Accelerated partial breast irradiation (APBI) with proton therapy may benefit breast cancer patients more than whole breast irradiation (WBI) in terms of cost and duration, according to The University of Texas MD Anderson Proton Therapy Center. These findings, titled “Initial Clinical Experience Using Protons for Accelerated Partial-Breast Irradiation: Longer-term Results“ were presented at MD Anderson Proton Therapy Center’s inaugural North America meeting of the Particle Therapy Co-Operative Group (PTCOG) and are published in the upcoming edition of the International Journal of Radiation Oncology, Biology, Physics (Red Journal), by Dr.

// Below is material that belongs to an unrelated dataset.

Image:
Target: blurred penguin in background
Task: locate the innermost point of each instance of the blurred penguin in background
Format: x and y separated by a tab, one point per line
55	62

Valentina Ovalle and Eric A. Strom.
“It is often suggested that trials of proton APBI are irrelevant due to the modality’s presumed high cost, but our data shows that this perception is false,” said Dr. Ovalle. “Correcting this perpetual assumption is an important step in helping patients obtain the necessary health coverage to participate in clinical research.”
Dr. Ovalle’s team of researchers conducted a cost analysis based on typical patient characteristics. They used Medicare reimbursement codes to investigate allowable charges of treatment and treatment schedules for early stage breast cancer patients receiving eight different types of partial and WBI therapies. These eight options represented 98% of treatment options open to these breast cancer patients.
Data analysis showed the cost of proton APBI was $13,833, while WBI using x-rays was $19,599. The cost advantage of proton APBI was bolstered by the fact that treatment was pursued to decrease overall treatment time and toxicity. Average costs for the eight treatments were $12,784, indicating proton APBI was similar to other types of radiation. Additionally, Dr. Ovalle stated, “Further, we anticipate that because charges vary proportionately across payers, the estimated Medicare reimbursement costs likely reflect relative charges to other third-party payers.”
The goal of APBI is to deliver a highly effective dose of radiation in a short period of time. Ten treatments are given twice per day over the course of one week. Radiation is delivered using either brachytherapy or external beam, with proton therapy offered as external beam APBI.
By delivering radiation in this manner, at least two-thirds of breast tissue is spared from receiving a full dose of radiation. This is due to the ability to direct the full dose of radiation specifically toward the tumor site.
Study co-author Eric A. Strom, MD, FACR, is a principal investigator of a clinical trial sponsored by the National Institute on proton APBI. In his opinion, “The biggest drawback to WBI is that it is inconvenient, interrupting lives.” Although APBI is still a treatment in its infancy, it seems to provide more benefits than does WBI.
“This cost analysis must be interpreted in light of clinical evidence for proton APBI, which while still in nascent stages, is promising,” said Dr. Ovalle. “The findings counter the presumption that proton APBI is so expensive that even excellent clinical results would be immaterial. If the payment barrier for proton therapy is removed so that current and future research can proceed, the outcomes may ultimately benefit patients, physicians and insurers: better treatments at lower costs.” These benefits would be welcomed by the nearly 250,000 patients diagnosed with invasive breast cancer annually.